The Ozone Project is also investing in what Reeve calls its own "foundational" technology layer, which should improve transparency as it will mean the publishers can control how advertising appears on their sites, rather than letting ad tech buyers put tags and other code wherever they like.
Reach, which changed its name from Trinity Mirror earlier this year, previously discussed pooling its print and digital ad sales with the other publishers in 2016.
The ambitious talks, called Project Juno, foundered after several groups, including Trinity Mirror and DMG Media, the owner of the Daily Mail, pulled out last year.
The Ozone Project is less ambitious because it only covers digital display ad sales and all the publishers are still able to sell their own digital inventory themselves.

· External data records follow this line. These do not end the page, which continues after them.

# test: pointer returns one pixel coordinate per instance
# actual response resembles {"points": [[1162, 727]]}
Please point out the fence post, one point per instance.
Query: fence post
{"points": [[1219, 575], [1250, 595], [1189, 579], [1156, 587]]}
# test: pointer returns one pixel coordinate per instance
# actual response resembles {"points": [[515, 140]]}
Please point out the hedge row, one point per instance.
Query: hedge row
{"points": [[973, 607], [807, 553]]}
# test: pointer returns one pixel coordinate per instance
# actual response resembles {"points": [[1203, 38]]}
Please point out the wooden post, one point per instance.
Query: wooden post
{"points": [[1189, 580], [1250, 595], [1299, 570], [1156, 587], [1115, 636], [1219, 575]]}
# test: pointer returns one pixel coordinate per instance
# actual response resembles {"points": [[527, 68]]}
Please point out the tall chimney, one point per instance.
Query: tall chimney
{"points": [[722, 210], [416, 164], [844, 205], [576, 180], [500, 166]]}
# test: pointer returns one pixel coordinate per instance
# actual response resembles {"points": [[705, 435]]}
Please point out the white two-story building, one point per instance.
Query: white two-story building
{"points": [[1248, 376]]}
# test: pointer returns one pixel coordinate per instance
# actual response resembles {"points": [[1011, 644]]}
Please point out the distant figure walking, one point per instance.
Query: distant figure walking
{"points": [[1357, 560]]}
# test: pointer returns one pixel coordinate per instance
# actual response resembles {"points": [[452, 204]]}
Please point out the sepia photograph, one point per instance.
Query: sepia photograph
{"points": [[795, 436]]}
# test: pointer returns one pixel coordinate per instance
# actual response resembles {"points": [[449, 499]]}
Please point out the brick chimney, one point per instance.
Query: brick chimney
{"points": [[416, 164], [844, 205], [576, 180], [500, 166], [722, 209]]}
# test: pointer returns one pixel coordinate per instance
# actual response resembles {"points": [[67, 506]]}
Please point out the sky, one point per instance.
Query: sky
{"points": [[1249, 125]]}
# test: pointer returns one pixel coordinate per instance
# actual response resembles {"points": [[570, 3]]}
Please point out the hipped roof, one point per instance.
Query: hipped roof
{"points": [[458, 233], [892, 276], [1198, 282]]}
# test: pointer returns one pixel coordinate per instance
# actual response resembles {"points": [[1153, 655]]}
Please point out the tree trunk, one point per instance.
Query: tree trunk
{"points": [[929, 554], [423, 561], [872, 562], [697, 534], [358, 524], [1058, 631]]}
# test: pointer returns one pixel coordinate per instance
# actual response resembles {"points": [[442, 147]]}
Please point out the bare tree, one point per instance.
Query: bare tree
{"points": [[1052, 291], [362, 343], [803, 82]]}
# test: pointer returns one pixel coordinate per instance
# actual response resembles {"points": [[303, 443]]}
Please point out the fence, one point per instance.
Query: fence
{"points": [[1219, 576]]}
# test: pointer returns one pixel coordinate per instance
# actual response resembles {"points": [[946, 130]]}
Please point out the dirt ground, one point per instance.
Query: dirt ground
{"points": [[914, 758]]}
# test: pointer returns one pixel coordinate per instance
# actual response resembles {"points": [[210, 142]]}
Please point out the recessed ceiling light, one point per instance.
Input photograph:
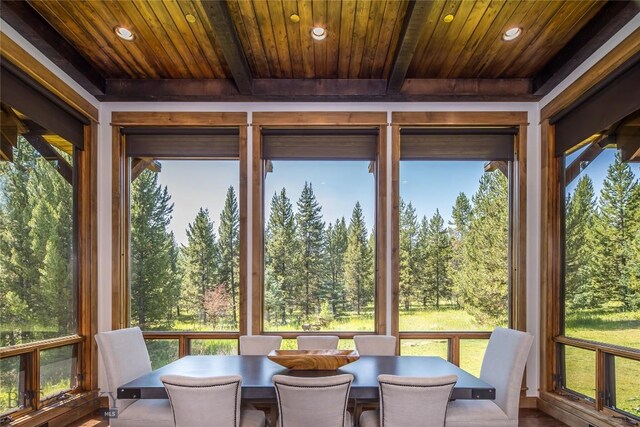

It is thought that Reach waited until it got regulatory approval for its acquisition of Northern & Shell’s titles, which include the Daily Express and Daily Star, in June, before joining The Ozone Project.
Collaboration between newspaper publishers would once have been unthinkable because of their historic rivalry, but they have had to respond to tumbling ad revenues as Google and Facebook have gobbled up market share.
David Pemsel, the chief executive of Guardian Media Group, says in an interview in the September print edition of 北京赛车pk10: "The reason why I remain an advocate of presenting ourselves in one place is that it’s what our clients and agencies are asking for."
Enders Analysis said in a recent note that "the case for Ozone is a no-brainer" and is likely to have "a positive impact" on news brands.
However, Enders warned that The Ozone Project could struggle if agencies and advertisers do not embrace it and the "education of agency planners" to demonstrate effectiveness and return on investment will be important.
The quality of audience data, which varies because some publishers have paywalls and others do not, and the "definition of quality media", which ranges from broadsheet to red-top, could also cause problems, according to Enders' note.